Princeton University Library Catalog

Avian species comparisons and cell shape changes in the developing lung

Tzou, Daniel Wayru [Browse]
Senior thesis
Nelson, Celeste M. [Browse]
Princeton University. Department of Chemical and Biological Engineering [Browse]
Class year:
46 pages
Summary note:
It has recently been shown that the secondary bronchi, or the new branches, of the domestic chicken lung form by apical constriction, as epithelial cells in the primary bronchus narrow on the inner side of epithelial wall, forming trapezoid-like prisms. These new branches form at nearly exact locations along the primary bronchus when comparing it to the length of the primary bronchus. In cultured lung explants, domestic chicken, Japanese quail, and pekin duck lungs also exhibit stereotyped bud location after 48 hours of culture.
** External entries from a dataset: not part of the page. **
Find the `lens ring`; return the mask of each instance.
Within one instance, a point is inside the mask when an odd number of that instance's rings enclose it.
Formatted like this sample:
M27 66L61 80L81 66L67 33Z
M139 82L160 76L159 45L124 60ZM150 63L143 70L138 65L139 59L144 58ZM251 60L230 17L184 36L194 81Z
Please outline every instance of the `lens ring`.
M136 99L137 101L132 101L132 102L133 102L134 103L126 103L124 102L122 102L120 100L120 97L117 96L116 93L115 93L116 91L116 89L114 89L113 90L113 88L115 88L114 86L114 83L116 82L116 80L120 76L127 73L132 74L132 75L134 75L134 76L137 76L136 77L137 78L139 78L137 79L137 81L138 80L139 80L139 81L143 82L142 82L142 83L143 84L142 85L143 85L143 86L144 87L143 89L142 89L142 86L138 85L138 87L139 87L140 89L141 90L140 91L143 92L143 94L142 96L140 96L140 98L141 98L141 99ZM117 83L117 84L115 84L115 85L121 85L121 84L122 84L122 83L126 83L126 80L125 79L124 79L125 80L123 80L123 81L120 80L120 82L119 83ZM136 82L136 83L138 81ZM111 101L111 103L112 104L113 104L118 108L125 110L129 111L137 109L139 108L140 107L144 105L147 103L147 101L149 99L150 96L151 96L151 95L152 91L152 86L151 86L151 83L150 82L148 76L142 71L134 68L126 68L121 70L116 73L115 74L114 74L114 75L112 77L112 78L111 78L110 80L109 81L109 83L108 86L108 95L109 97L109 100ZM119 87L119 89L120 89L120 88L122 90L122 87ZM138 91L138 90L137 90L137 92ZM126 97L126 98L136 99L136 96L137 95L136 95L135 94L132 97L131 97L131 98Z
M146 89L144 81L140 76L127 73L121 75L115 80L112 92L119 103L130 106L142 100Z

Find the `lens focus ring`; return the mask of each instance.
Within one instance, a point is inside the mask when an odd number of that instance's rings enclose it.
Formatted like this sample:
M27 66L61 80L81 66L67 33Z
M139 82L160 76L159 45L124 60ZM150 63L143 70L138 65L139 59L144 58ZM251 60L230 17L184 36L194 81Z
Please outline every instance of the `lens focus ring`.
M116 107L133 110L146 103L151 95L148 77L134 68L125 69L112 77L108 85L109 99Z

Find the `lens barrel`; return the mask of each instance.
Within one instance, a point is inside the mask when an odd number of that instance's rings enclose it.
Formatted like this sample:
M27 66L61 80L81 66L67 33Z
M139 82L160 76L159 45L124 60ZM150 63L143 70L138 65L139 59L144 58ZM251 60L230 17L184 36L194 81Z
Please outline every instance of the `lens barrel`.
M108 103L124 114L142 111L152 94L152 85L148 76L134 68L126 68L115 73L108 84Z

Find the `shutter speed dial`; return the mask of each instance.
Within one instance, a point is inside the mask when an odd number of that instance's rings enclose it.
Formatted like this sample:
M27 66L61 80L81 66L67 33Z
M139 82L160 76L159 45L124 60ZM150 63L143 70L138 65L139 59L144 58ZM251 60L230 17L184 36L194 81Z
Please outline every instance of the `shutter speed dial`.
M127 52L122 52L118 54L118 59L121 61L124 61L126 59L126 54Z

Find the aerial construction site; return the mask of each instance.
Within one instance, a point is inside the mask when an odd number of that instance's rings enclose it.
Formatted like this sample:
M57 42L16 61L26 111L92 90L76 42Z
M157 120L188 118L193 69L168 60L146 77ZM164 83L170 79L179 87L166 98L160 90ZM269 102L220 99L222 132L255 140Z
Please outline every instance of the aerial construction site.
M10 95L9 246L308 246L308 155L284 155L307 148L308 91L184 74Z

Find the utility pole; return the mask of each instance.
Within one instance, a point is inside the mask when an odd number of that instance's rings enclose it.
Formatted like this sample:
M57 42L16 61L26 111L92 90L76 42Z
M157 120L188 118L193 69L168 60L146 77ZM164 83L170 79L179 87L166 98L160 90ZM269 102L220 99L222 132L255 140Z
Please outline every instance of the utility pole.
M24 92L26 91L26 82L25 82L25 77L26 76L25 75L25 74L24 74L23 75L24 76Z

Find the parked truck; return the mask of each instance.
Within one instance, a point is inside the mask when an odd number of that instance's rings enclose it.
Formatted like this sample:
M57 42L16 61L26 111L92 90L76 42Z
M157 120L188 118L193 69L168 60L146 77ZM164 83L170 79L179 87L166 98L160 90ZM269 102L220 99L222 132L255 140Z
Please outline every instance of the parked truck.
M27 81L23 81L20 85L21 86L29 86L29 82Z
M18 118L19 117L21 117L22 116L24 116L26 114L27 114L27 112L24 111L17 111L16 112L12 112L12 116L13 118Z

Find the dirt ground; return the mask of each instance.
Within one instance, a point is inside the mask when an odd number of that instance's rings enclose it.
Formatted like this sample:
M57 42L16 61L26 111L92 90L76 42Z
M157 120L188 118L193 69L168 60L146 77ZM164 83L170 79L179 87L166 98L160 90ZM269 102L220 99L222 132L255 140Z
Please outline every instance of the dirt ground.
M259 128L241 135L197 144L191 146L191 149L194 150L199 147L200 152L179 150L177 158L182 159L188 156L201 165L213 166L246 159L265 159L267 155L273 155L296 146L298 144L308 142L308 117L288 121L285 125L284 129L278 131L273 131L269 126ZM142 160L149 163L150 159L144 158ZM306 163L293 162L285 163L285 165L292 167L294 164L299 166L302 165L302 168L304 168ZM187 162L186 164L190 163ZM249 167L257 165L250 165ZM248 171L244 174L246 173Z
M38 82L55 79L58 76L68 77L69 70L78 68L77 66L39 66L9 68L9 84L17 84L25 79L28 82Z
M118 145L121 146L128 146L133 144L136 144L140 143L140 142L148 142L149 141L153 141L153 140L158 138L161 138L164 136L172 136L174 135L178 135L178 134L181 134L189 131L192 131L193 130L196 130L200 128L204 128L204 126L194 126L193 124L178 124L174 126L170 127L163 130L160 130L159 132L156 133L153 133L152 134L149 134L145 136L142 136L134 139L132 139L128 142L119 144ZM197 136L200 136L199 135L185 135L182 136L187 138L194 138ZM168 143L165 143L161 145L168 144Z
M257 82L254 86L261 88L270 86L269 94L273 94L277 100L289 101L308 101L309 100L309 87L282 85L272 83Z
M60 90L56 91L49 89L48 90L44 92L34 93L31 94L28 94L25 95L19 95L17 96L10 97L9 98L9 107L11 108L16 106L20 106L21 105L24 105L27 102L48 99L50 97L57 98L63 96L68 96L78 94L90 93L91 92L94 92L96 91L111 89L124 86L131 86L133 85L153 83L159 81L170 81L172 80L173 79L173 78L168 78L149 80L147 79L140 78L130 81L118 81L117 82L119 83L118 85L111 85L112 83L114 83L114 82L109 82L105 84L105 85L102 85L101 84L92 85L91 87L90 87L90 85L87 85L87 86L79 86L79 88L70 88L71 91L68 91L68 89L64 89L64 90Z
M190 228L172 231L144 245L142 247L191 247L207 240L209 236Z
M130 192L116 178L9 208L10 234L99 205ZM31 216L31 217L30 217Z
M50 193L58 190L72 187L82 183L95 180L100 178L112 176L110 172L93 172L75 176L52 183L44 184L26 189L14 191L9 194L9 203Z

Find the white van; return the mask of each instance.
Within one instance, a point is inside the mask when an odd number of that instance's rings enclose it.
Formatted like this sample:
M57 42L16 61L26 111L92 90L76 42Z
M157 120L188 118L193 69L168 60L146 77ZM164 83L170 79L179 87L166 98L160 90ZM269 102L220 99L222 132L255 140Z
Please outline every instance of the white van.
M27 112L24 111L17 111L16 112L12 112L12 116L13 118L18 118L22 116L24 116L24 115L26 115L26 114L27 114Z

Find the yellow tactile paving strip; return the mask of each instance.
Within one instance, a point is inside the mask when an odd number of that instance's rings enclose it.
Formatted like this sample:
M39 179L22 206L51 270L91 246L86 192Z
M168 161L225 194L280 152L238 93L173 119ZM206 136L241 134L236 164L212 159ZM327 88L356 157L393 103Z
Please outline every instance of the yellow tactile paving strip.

This thesis examines how the in vivo model of these three avian species relate in terms of formation and location of secondary bronchi. Through HH staging analysis, the three species exhibit different time scales of development. Data agree that the location of secondary bronchi is pre-determined, but all ratios decrease significantly as HH stage increases. Secondary bronchi form at nearly the same positions in domestic chicken and Japanese quail, which matches evolutionary relationships, whereas secondary bronchi form at different positions in the pekin duck. The length of the primary bronchus likewise increases with increasing HH stage, which helps uncover a potential model for how the lungs of these three avian species develop over the course of each HH stage. Fluorescence microscopy analysis of lung samples at early stages determine that each secondary bronchus forms via apical constriction of the dorsal epithelium of the primary bronchus. Research that seeks to further understand lung branching and lung development will contribute to novel treatments for developmental and severe lung diseases and open the door to techniques in regenerative medicine.